A highly purified saponin from Q. saponaria (QS-21) was tested in juvenile rhesus macaques for adjuvant activity and toxicity. The QS-21 was tested alone or as part of an experimental subunit HIV-1 vaccine containing a truncated recombinant HIV-1 envelope protein (gp160D) adsorbed to alum. Antibody responses were measured using ELISA and cell-mediated immunity was measured using cellular proliferation assays. Potential toxicity was monitored by standard clinical pathology testing using peripheral blood and urine samples. No toxic effects were observed, even after the administration of the experimental vaccines three times at monthly intervals. The QS-21 saponin adjuvant enhanced total antibody production levels by greater than 100-fold and broadened the specificity of the response so that additional epitopes were recognized, when compared with alum-adsorbed HIV-1 gp160D formulation.
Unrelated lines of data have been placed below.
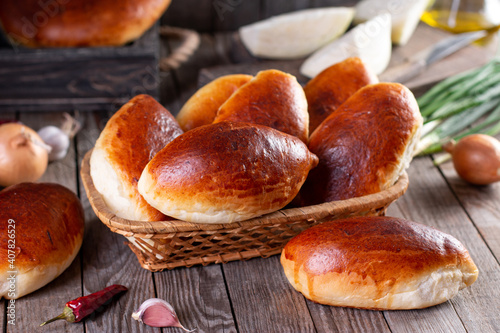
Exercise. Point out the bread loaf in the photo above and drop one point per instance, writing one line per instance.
(202, 107)
(226, 172)
(333, 86)
(77, 23)
(382, 263)
(272, 98)
(131, 137)
(42, 231)
(365, 145)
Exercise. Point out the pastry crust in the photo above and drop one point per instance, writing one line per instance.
(202, 107)
(272, 98)
(382, 263)
(226, 172)
(130, 139)
(78, 23)
(47, 223)
(365, 145)
(333, 86)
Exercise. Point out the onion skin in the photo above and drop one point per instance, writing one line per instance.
(476, 158)
(21, 158)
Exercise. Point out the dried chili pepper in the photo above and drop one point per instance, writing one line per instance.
(81, 307)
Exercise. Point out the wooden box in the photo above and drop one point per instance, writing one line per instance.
(78, 78)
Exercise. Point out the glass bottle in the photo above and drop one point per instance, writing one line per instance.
(463, 15)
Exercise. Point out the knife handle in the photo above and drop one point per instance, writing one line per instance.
(404, 72)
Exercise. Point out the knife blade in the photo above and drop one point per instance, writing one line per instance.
(417, 63)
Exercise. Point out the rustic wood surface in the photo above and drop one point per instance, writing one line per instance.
(254, 295)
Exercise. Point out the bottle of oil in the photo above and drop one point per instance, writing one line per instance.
(463, 15)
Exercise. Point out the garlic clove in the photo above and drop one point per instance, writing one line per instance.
(156, 312)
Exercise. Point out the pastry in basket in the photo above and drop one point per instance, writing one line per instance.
(77, 23)
(202, 107)
(226, 172)
(132, 136)
(365, 145)
(333, 86)
(272, 98)
(382, 263)
(42, 227)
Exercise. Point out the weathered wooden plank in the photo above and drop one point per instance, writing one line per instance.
(107, 260)
(262, 298)
(51, 298)
(338, 319)
(199, 297)
(430, 201)
(481, 203)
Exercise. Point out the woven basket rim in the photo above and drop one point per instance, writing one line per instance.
(158, 229)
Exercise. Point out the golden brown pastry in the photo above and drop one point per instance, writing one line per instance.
(41, 228)
(365, 145)
(333, 86)
(131, 138)
(272, 98)
(202, 107)
(382, 263)
(226, 172)
(77, 23)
Low-level, antigen-specific proliferative responses to HIV-1 recombinant gp160 were induced by either vaccine formulation. Proliferative responses were induced by a sham challenge with soluble recombinant HIV-1 gp160 for all of the animals that had been vaccinated. However, those that received the HIV-complete vaccine formulation containing QS-21 responded significantly better. These data demonstrated that the QS-21 adjuvant augmented both antibody responses and cell-mediated immunity and established immunological memory. The potent adjuvant activity and lack of toxicity suggest that this adjuvant should be safe and effective for use in HIV-1 vaccines.